Un pharmacien de Château-sur-Epte a été condamné à trois ans de prison pour avoir surfacturé pour plus de 500 000 euros à l’Assurance maladie. Plaidant la bonne foi et la mauvaise gestion, il écope malgré tout de prison ferme et de plusieurs dizaines de milliers d’euros d’amende.
Depuis 2015, il se passait des choses pas claires à la pharmacie des Saints-Clairs, à Château-sur-Epte. À tel point que le patron de l’officine était sanctionné par le Conseil national de l’ordre des pharmaciens, après qu’un patient du Val-d’Oise s’était rendu compte, en consultant ses relevés de la CPAM, que le pharmacien continuait de facturer 8 000 euros de soins mensuels son traitement contre le cancer suspendu depuis plusieurs mois. L’étape suivante de ce signalement s’est jouée mardi devant le tribunal judiciaire d’Évreux.
« Une erreur »
Le pharmacien, Serge Donkeng Alimeta, comparaissait pour répondre d’escroquerie ainsi que pour avoir tenté de s’opposer à deux inspecteurs du travail venu contrôler son établissement, le 5 juin 2020. À la barre, cet homme de 51 ans, aux cheveux ras et à la forte stature enveloppée dans une veste matelassée, se lamente : « C’est une erreur, monsieur le président.
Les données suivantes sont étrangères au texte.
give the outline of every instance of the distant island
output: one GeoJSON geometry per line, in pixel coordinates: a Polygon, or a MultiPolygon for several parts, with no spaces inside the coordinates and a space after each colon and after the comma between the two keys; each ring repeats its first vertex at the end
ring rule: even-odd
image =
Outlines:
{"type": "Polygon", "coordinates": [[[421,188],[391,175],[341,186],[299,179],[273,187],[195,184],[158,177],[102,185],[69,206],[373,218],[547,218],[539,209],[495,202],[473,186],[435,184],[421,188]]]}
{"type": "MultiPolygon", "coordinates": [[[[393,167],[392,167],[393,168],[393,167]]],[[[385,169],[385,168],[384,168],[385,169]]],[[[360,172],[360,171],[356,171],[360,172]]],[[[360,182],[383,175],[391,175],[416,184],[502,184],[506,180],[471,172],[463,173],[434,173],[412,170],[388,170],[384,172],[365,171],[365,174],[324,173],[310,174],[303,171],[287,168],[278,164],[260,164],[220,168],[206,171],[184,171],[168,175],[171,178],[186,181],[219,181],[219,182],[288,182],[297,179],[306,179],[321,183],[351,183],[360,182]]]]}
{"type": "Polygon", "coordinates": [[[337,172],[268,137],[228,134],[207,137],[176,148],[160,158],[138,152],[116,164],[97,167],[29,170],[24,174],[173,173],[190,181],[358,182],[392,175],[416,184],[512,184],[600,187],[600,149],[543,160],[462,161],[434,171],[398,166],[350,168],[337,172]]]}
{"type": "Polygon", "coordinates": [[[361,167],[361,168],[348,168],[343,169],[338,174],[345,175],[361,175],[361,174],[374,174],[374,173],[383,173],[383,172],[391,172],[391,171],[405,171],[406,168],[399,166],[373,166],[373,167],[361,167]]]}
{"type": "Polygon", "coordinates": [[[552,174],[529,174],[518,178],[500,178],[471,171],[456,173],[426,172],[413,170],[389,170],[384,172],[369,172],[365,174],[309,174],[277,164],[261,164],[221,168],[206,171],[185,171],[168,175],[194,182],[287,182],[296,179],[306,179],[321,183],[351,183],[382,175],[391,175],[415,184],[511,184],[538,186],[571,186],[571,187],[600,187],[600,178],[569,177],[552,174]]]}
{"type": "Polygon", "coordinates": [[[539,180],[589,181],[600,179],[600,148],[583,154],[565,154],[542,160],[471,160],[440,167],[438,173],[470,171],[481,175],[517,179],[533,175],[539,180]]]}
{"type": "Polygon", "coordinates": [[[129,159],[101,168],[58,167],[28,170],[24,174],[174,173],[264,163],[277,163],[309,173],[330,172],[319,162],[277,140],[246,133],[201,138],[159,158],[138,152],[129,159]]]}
Je le reconnais, il y a peut-être eu une mauvaise gestion de ma part. » Le président Franck Doudet, quoiqu’un peu surpris, réplique : « Ça n’est pas du Doliprane que vous avez surfacturé, mais des médicaments parmi les plus chers. Pour exemple, ces 175 boîtes d’un produit à 1 675 € l’unité. C’est certainement une grosse erreur. »
Et quand le magistrat pointe de façon plus précise certaines manipulations douteuses, comme une double facturation, l’apothicaire a la mémoire qui flanche. Quand il la retrouve, c’est avec une propension à rejeter la faute sur l’une de ses employées. Trois d’entre elles, dont il s’est séparé, le poursuivent d’ailleurs devant le tribunal des prud’hommes.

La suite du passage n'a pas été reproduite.